Merge pull request #10731 from The-OpenROAD-Project-staging/docs-testing-strategy

maliberty · web-flow · commit 6cb840324064 · 2026-06-24T22:56:04.000Z
docs: add C++-first testing strategy guide
diff --git a/docs/agents/testing-strategy.md b/docs/agents/testing-strategy.md
@@ -0,0 +1,210 @@
+# OpenROAD Testing Strategy
+
+This document defines **where** new tests should live and **how** to handle the
+dependencies that make C++ unit testing of OpenROAD hard. It complements
+`testing.md`, which covers the mechanics of writing and registering a test.
+
+## Goal
+
+Move the bulk of *functional correctness* coverage into minimally-scoped C++
+unit tests, while keeping a thin layer of Tcl/Python tests that prove the
+bindings work and a small curated set of full-flow tests that prove the stages
+compose. Core logic should be tested with semantic assertions, not golden-file
+diffs.
+
+> **Policy.** The end state is to **migrate off** the bulk of the Tcl/Python
+> golden tests, not keep them indefinitely. But that migration is a large,
+> incremental effort delivered as a long series of small steps -- never a single
+> big-bang rewrite. Two things happen in parallel:
+>
+> 1. **New tests** default to C++ unit tests now (this strategy's pyramid).

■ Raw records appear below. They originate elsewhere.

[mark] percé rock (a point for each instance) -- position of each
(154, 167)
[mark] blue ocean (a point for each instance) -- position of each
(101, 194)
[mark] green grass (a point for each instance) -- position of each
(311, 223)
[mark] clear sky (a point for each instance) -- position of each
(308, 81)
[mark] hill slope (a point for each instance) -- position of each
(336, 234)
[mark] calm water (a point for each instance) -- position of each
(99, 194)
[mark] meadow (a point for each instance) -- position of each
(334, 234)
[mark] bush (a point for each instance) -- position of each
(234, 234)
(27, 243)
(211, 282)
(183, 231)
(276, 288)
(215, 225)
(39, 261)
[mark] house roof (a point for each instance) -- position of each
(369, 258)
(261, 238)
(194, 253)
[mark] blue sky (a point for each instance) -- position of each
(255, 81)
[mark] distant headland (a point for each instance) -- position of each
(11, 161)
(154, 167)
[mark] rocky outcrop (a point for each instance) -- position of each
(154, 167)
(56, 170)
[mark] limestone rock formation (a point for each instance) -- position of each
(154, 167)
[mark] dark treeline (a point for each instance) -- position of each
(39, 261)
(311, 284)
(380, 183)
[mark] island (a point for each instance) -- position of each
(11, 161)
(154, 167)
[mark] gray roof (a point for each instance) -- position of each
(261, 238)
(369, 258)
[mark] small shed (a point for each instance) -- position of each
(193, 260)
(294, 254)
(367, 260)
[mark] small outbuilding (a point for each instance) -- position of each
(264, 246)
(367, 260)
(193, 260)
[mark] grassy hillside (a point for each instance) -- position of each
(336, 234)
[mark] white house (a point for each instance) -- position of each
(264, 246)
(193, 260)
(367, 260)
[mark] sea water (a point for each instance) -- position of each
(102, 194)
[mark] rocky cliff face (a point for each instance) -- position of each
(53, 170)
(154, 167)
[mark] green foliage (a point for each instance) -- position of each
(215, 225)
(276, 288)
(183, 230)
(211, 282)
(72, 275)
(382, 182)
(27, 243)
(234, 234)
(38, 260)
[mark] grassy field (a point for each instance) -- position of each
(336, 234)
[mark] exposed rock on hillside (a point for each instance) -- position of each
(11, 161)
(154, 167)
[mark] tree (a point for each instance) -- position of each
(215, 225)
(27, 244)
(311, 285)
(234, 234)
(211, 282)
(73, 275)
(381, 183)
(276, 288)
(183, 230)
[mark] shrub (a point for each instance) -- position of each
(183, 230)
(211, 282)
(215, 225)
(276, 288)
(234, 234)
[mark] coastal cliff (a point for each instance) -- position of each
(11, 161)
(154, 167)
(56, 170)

+> 2. **Existing golden tests** are retired in batches as their coverage is
+>    re-expressed in C++ -- the C++ test and the removal of the Tcl/Python test
+>    it replaces land in the *same* change. Prioritized by pain (flaky/slow/
+>    frequently-broken modules and code you are already touching), with each
+>    batch a reviewable change of its own.
+>
+> A golden test is only deleted once equivalent or better coverage exists in
+> C++; don't drop coverage to hit a ratio. Until then it stays.
+
+## Why move off golden-file tests
+
+The repo today is ~1,674 Tcl + ~265 Python regression tests vs. ~55 C++ unit
+tests. Most functionality is verified by reading LEF/DEF, running a command, and
+`diff`-ing a golden `.ok`/`.defok`/`.vok` file. That model has structural
+weaknesses:
+
+1. **It tests serialization, not logic.** A passing diff means bytes matched, not
+   that the result is *correct*. When a buffer count changes you learn something
+   differed, not whether the new number is right.
+2. **It couples to unrelated behavior.** `diff_file` breaks on any upstream
+   formatting/ordering change, and it only reports the first difference (so
+   golden regen must be wholesale).
+3. **No fault isolation.** A flow test exercises the readers + STA + the unit
+   under test at once; a failure could be anywhere.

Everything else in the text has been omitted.